English school board promising fight over CAQ's abolition plan
Quebec's incoming government plans to scrap elected boards
Quebec's incoming premier will have a constitutional legal battle on his hands if his government goes ahead with a plan to eliminate the province's elected school boards, vows the head of western Quebec's English-language school board.
"We have the right to take this all the way to the Supreme Court," said Western Québec School Board chair James Shea.
During his first news conference following Monday's historic vote, premier-designate François Legault confirmed his Coalition Avenir Québec (CAQ) government intends to abolish all elected school boards and replace them with "service centres," a term he's yet to define.
Legault said it's one of several constitutional changes for which his government might invoke the notwithstanding clause.
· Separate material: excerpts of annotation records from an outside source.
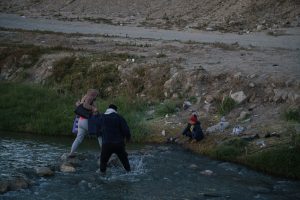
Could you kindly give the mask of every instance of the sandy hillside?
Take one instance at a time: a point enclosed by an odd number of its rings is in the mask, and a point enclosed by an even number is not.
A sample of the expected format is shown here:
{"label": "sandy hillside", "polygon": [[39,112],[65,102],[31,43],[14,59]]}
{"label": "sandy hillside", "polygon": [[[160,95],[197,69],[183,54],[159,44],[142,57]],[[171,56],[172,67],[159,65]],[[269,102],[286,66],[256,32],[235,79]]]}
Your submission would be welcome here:
{"label": "sandy hillside", "polygon": [[300,25],[299,0],[3,0],[1,12],[166,29],[260,31]]}

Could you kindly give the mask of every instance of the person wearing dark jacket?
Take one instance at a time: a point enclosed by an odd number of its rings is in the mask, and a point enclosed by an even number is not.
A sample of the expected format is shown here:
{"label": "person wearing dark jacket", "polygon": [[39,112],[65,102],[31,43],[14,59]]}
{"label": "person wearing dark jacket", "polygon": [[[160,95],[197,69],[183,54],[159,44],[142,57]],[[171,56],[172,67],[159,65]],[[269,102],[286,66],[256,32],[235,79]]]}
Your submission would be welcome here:
{"label": "person wearing dark jacket", "polygon": [[182,135],[189,137],[191,140],[194,139],[197,142],[203,139],[204,135],[197,115],[193,114],[190,117],[186,128],[182,132]]}
{"label": "person wearing dark jacket", "polygon": [[104,114],[99,116],[98,135],[102,136],[102,151],[100,156],[100,171],[106,171],[107,162],[113,153],[117,154],[123,167],[130,171],[128,154],[125,150],[125,139],[130,140],[131,134],[125,119],[117,113],[117,106],[109,105]]}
Attempts by previous Quebec governments to tamper with English school boards, including the former Liberal government's Bill 86, fizzled under pressure from the province's anglophone minority.
Shea said the western Quebec board's lawyers are already sharpening their pencils for another fight.
"Our schools are the beacons of our community," he said.
Outgoing premier Philippe Couillard became a defender of the English boards, stating during the campaign that "English-speaking Quebecers are part of who we are. They have built Quebec with us. Their rights and their institutions matter to me."
Liberal André Fortin, who was re-elected in the Pontiac Monday, vowed on election night to support the English school boards in their fight to maintain the current structure.
But the CAQ argues the elected boards, most of which represent French-speaking students, are a waste of taxpayers' money.